5.08.2009

Ewie: Chapter 2

Ewie moved his car seat back so he could see out the rear side window and around the power pole beside the car. He could see Mama Cho's peculiarly small dog running around on the grass in front of the deck. The color of old weather wood, gray, water-spotted, described the deck and the dog as well, although the dog also had an annoying whiney bark that sounded like tin being pulled through a fence.

Mama Cho noticed him and called over, "Ewie, you come over here and talk to me ok?"

He opened the door and wrenched himself out of the seat, slowly making his way through the tall switch grass and abundantly thorny weeds over to the deck.

"Hi," he said. "How's your day been?"

"Aww it's been slow today. No one wants to eat healthy food anymore so they go pack their pie-holes with greaseburgers and fat fries across at the mall," she said with a scowl that turned her pretty face into an Asian mess.

"I just don't get it. My prices are good, my food is good. So I don't have a friggin' drive-thru. Is that the problem?"

"Well maybe that's part of it. Maybe I could move my insole business in and sell from here too," Ewie said with a slight grin. "That would most definitely boost sales for me and I think for you too."

"You would have a better time selling clown paraphernalia here. Or run your contracts through my agent. Yours only wants to see how many times he can bend you over," Mama Cho shot back at him.

"Yeah I know," Ewie said. "Business just doesn't favor the part time clown in the industry of happiness, joy and balloon fish much anymore."

"Don't worry, we'll work it out. How about giving me a quick hand with these meatballs?" she said, smiliing at him.

They laughed furiously, and then carried the heavy metal pans of poor man's meatballs into the small deli freezer area behind a stack of folded boxes, and stacked them on the barren frosty shelves. The dwindling stockroom inventory showed that her supplies were low as a result of slow business, and she would either have to take out another loan, make a deal with the devil (agent), or sell the deli. It was something she didn't want to even think about. It hurt to think about it. It stung like a hive of barn wasps taped to her head.
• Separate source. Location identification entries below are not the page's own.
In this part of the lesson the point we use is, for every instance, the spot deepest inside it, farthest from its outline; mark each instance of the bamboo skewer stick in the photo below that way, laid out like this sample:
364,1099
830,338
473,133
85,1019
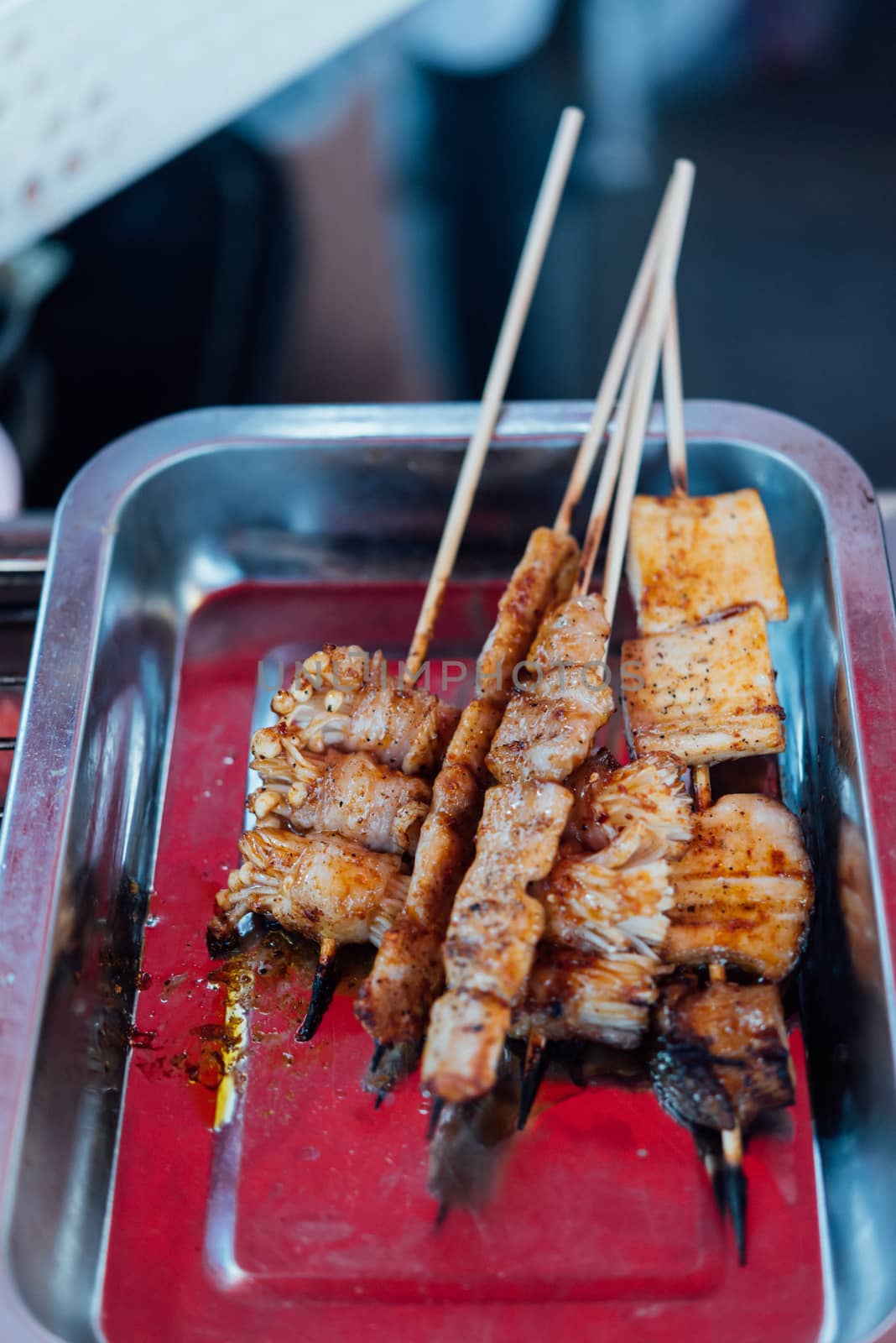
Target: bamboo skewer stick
655,328
732,1188
518,306
624,457
508,337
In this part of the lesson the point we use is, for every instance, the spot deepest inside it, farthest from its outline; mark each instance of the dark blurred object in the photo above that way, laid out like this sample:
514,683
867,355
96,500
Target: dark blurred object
175,299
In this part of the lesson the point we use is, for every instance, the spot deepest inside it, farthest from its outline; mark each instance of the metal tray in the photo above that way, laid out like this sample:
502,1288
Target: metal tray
181,557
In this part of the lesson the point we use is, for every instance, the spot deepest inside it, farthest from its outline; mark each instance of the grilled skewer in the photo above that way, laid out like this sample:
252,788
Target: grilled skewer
542,736
394,1002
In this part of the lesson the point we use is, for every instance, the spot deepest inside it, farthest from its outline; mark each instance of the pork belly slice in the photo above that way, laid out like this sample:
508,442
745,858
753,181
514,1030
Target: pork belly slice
705,693
691,557
353,796
721,1053
576,995
345,698
649,792
492,935
317,886
743,890
550,724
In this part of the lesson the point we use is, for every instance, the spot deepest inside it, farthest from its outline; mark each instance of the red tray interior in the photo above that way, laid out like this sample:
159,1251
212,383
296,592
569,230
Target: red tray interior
310,1201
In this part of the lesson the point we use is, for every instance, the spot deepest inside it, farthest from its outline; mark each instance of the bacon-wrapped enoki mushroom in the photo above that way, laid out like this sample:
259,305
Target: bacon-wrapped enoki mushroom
549,727
324,886
345,698
393,1004
575,995
352,796
605,915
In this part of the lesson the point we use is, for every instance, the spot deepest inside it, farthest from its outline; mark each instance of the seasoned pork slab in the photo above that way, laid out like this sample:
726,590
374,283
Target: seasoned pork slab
743,888
491,938
694,557
705,693
549,727
353,796
576,995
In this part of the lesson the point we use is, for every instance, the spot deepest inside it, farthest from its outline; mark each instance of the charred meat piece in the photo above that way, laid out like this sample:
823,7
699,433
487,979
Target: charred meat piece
585,783
353,796
345,698
691,557
318,886
649,792
721,1053
549,727
491,938
609,901
705,693
743,890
The last few months had also been tough on her physically. Her feet and lower back were in constant pain. Gout, ganglions, bone spurs, bulging disks, you name it, she had it somewhere. And not in places that were good places, although not many places were actually better places to have those particular afflictions.

Her brain stem had swollen last year after a nasty fall from the neighbors Blue Cow onion bin, and she had to stay in the hospital for three weeks while the meningitis subsided. It had left her partially blind in one eye, and her left ear had turned a strange shade of reddish-purple. The doctors said it was a minor complication from the medication, and that she wouldn't be able to wear large earrings in that ear anymore. It would not go away. Not her ear--the swelling.

"Ding dang damn it all to heck in a bin barrel," she swore as she looked at herself in the mirror. "Today is a day I could use a good heavy pair of earrings!" That thought took her away to the good old days of careless earring-wearing and she almost broke into tears.

Ewie could sense her desparity, and he held her close to him for a long minute. He made a mental note to take back the large pair of ivory earrings he had bought at CongoMart last Thursday on the way home from work. "It wouldn't be a smart move to give them to her now," he though to himself.